First, no service trumps bad service. There are plenty of websites that provide no help at all. For example, Barnes and Nobles is a major book retailer, but trying to find anything on their site is like searching for a needle in the scrambled haystack in the dark uncleaned attic over your crazy aunt’s garage. There are many other selling sites that also leave it to the customer to solve the Mystery of How to Buy Something.
Traditional brick and mortar stores used to think they had an edge because they provided a warm human touch. But that edge only exists in stores where the human touch is actually warm and helpful. Unfortunately, too many Venangoland retail workers clearly wish that customers would stop asking for help, messing with the merchandise, and just generally intruding on the employee’s personal time.

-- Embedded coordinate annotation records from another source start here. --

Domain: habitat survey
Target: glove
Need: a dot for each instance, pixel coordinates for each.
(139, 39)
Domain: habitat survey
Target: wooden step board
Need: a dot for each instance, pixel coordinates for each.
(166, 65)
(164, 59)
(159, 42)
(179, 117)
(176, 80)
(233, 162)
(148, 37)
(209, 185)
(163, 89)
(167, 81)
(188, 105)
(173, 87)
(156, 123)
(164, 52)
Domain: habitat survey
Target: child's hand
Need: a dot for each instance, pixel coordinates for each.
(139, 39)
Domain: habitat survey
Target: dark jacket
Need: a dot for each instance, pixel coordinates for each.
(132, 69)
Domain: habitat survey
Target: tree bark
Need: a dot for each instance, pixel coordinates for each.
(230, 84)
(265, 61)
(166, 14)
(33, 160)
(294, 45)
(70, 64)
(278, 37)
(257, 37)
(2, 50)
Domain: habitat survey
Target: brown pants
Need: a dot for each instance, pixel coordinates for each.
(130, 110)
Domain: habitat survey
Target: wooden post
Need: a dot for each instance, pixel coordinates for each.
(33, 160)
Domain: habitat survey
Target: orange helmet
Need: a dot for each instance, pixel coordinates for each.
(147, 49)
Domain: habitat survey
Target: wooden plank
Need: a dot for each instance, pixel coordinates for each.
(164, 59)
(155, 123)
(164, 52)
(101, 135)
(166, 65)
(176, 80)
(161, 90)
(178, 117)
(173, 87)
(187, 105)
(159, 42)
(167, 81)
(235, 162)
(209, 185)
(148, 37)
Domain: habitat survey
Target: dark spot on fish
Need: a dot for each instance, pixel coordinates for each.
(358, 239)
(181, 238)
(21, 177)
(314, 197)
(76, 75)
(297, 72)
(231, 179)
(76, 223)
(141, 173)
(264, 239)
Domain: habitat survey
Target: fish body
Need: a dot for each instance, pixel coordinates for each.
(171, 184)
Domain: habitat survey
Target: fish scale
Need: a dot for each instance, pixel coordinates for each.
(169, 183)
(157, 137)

It’s not that I don’t understand the source of many salesperson’s irritation, because that’s another things that makes online shopping attractive. I refer, of course, to other people in the stores. Most seasonal shoppers are perfectly fine, experienced, wise and considerate. But there is that ten percent, oblivious, inconsiderate, just plain rude, that make major annoyances for the rest of us.
When you click “proceed to checkout” on line, you don’t get stuck behind the person who wants to stop and chat for an hour with the checker, or the person who thinks store employees are stress-relief punching bags, or the person who is always apparently surprised when they’re asked to pay for the merchandise, or the person who wants to pay in check filled out with quill and ink. Nor do you find yourself in a store where management is trying to save a buck by hiring one tenth the employees they really need to handle the traffic.
The real irony about on-line shopping is that web-based retailers are spending big bucks to implement features that bricks and mortar stores can have for free. Online retailers hire people just to answer customer questions, investing in personnel, phone systems, and on-line chatware. In a physical store, the employees are already there—they just need to be trained, empowered and encouraged to help. It should be so easy for real stores to beat web stores at the human game, but many web stores are trying really hard, and many real stores are trying not at all.
I love love love many of our local retailers, the specialty shops, the places where there is a real personal touch. But the history of retail is the story of people who can’t afford to get comfortable. Franklin and Oil City downtowns ruled the roost, and then there was a mall. The mall thought it had a lock on the local market, and then there was Wal-Mart. Some folks adapted, and some folks folded, and we achieved a new equilibrium. But before anyone gets too comfy, they’d better take a look at the internet.